Art Institute, India share a history
KARA SPAK firstname.lastname@example.org October 16, 2012 7:24PM
Updated: November 18, 2012 6:07AM
The Field Museum’s new exhibit “Maharaja: The Splendor of India’s Royal Courts” isn’t the only place in Chicago to take in the colorful art of India.
The Art Institute of Chicago has a large and world-renowned collection of Indian art throughout two galleries. In January, the museum became the first in the United States to receive a direct grant from the government of India, establishing a professional exchange with Indian museum leaders.
Art from India has been a part of the museum since its earliest days, said Madhuvanti Ghose, the Art Institute’s Alsdorf Associate Curator of Indian, Southeast Asian, Himalayan and Islamic Art.
“I think [museum founders] had a vision for the Art Institute right from day one and they wanted the Art Institute to be representative of the world’s cultures and not just European and western cultures,” she said.
In 1893, the World’s Parliament of Religions — held at the same time as the World’s Columbia Exposition — featured a Hindu monk named Swami Vivekananda who gave an impassioned and popular call for tolerance at 111 S. Michigan, now the site of the Art Institute.

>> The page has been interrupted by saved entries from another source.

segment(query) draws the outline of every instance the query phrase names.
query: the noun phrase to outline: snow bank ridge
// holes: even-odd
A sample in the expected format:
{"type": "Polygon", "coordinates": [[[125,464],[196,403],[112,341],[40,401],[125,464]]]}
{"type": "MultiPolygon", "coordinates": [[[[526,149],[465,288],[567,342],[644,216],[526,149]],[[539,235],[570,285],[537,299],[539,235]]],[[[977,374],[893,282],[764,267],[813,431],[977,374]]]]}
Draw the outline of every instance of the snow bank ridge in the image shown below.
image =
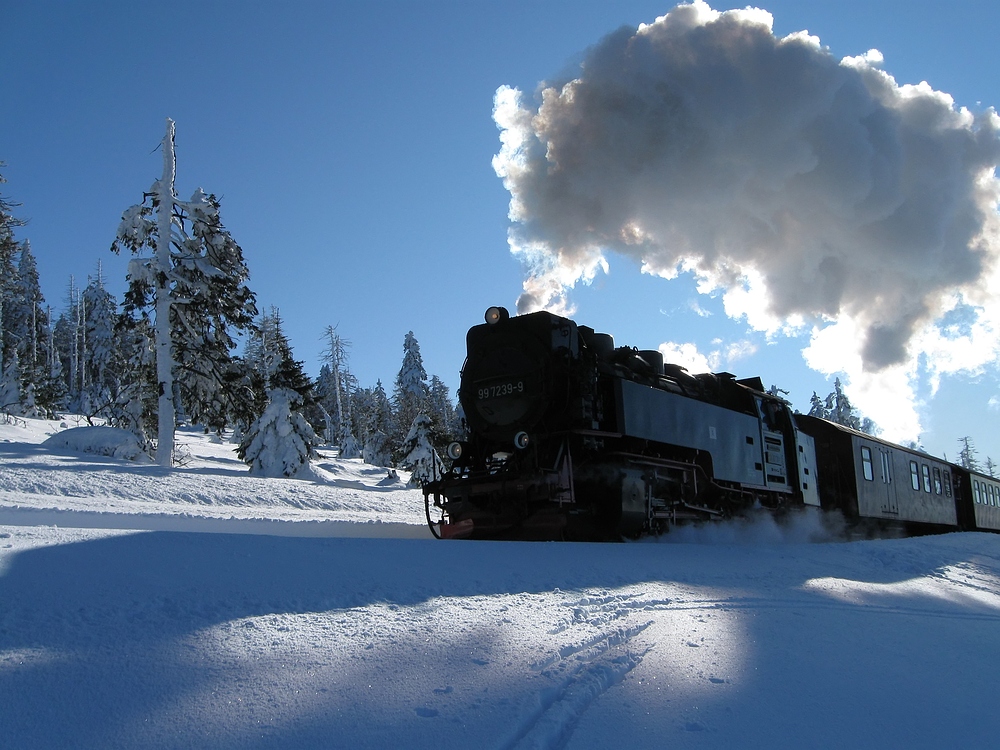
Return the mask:
{"type": "Polygon", "coordinates": [[[117,427],[71,427],[56,433],[42,445],[49,449],[152,463],[152,459],[139,444],[139,439],[131,432],[117,427]]]}

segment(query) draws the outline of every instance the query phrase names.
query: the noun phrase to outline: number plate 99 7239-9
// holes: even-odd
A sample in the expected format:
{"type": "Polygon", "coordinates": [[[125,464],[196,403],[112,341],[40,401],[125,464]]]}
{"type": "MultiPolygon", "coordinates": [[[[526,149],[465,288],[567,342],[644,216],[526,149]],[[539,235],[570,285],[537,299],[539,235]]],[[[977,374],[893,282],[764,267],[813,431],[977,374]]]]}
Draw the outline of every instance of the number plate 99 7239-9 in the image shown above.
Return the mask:
{"type": "Polygon", "coordinates": [[[490,385],[480,386],[476,393],[480,401],[499,398],[501,396],[513,396],[518,393],[524,393],[524,381],[507,380],[502,383],[491,383],[490,385]]]}

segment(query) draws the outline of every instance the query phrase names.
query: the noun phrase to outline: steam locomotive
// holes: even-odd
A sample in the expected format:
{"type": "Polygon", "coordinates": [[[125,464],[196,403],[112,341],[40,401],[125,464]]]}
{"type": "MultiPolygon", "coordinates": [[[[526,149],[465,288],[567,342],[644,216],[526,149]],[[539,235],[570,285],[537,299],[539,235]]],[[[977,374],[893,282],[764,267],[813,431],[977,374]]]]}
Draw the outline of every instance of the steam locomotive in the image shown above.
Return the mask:
{"type": "Polygon", "coordinates": [[[810,506],[1000,530],[1000,480],[794,414],[760,378],[692,375],[549,312],[491,307],[466,343],[468,438],[423,490],[439,538],[617,540],[810,506]]]}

The stretch of Michigan Avenue where he spoke received a street sign in his honor and Indian tourists continue to flock to the site today, Ghose said. The exchange program with India is a “living legacy” in Vivekananda’s honor, she said.
“This is something to be really proud, that this is in America and in Chicago,” she said. “It goes with the reputation of the Art Institute as a center of excellence around the world.”